Fig 3: Fit over the entire interval. The set of tidal periods applied was limited to the 3 major months (draconic, anomalistic, and sidereal/tropical) and the multiplicative combinations creating the fortnightly tides. This may not be enough to get the details right but erred on the side of under-fitting to establish the physical mechanism.

This approach is the logical follow-on to the wave transformed fitting approach that I had been using, most recently here and here. Both of these approaches are equally clever, which is a necessary ingredient when one is dealing with the unwieldy Mathieu equations. Moreover they both pull out the obvious stationary aspects of the ergodic ENSO time series.

QBO Split Training

As with ENSO, we can train QBO on separate intervals and compare the fit on each interval.  The QBO 30 hPa data runs from 1953 to the present.  So we take a pair of intervals — one from 1953-1983 (i.e. lower) and one from 1983-2013 (i.e. higher) — and compare the two.

The primary forcing factor is the seasonally aliased nodal or Draconic tide which is shown in the upper left on the figure.  The lower interval fit in BLUE matches extremely well to the higher interval fit in RED, with a correlation coefficient above 0.8.

These two intervals have no inherent correlation other than what can be deduced from the physical behavior generating the time-series.  The other factors are the most common long-period tidal cycles, along with the seasonal factor.  All have good correlations — even the aliased anomalistic tide (lower left), which features a pair of closely separated harmonics, clearly shows strong phase coherence over the two intervals.

That’s what my AGU presentation was about — demonstrating how QBO and ENSO are simply derived from known geophysical forcing mechanisms applied to the fundamental mathematical geophysical fluid dynamics models. Anybody can reproduce the model fit with nothing more than an Excel spreadsheet and a Solver plugin.

Here are the PowerPoint slides from the presentation.

Solver vs Multiple Linear Regression for ENSO

In the previous ENSO post I referenced the Rajchenbach article on Faraday waves.

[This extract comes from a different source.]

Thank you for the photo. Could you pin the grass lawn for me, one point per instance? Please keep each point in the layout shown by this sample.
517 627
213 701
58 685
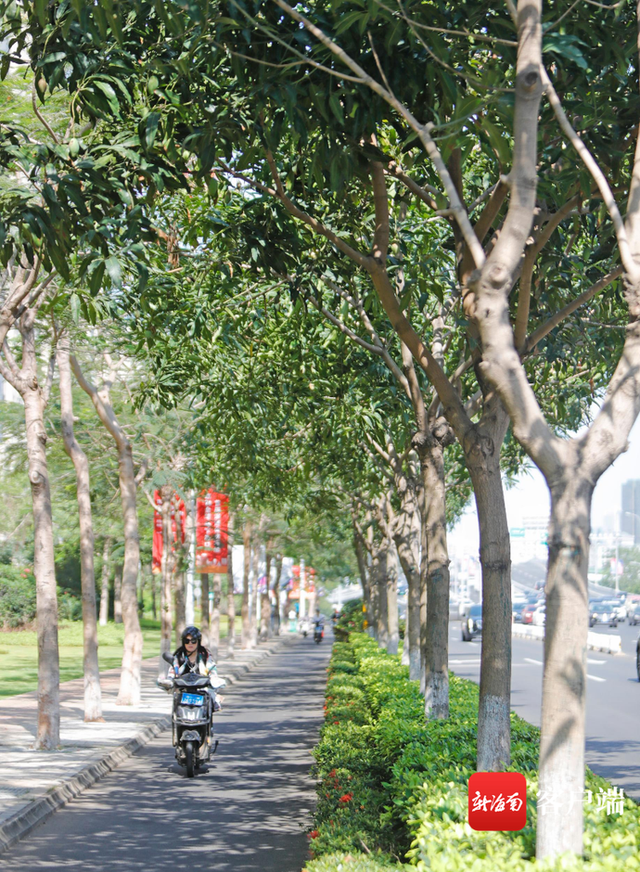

There is a telling assertion within that article:

“For instance, to the best of our knowledge, the dispersion relation (relating angular frequency ω and wavenumber k) of parametrically forced water waves has astonishingly not been explicitly established hitherto. Indeed, this relation is often improperly identified with that of free unforced surface waves, despite experimental evidence showing significant deviations”

What they are suggesting is that too much focus has been placed on natural resonances and the dispersion relationships within a free fluid volume. Whereas the forced response is clearly as important — if not more — and that the forcing will show through in the solution of the equations. I have been pursuing this strategy for a while, having started down the Mathieu equation right away and then eventually realizing the importance of the forced response, yet the Rajchenbach article is the first case that I have found made of what I always thought should be a rather obvious assumption. The fact that the peer-reviewers allowed the “astonishingly” adjective in the paper is what makes it telling. It’s astonishing in the equivalent sense that Rajchenbach & Clamond are pointing out that a pendulum’s motion will be impacted by a periodic push. In other words, astonishing in the sense that this premise should be obvious!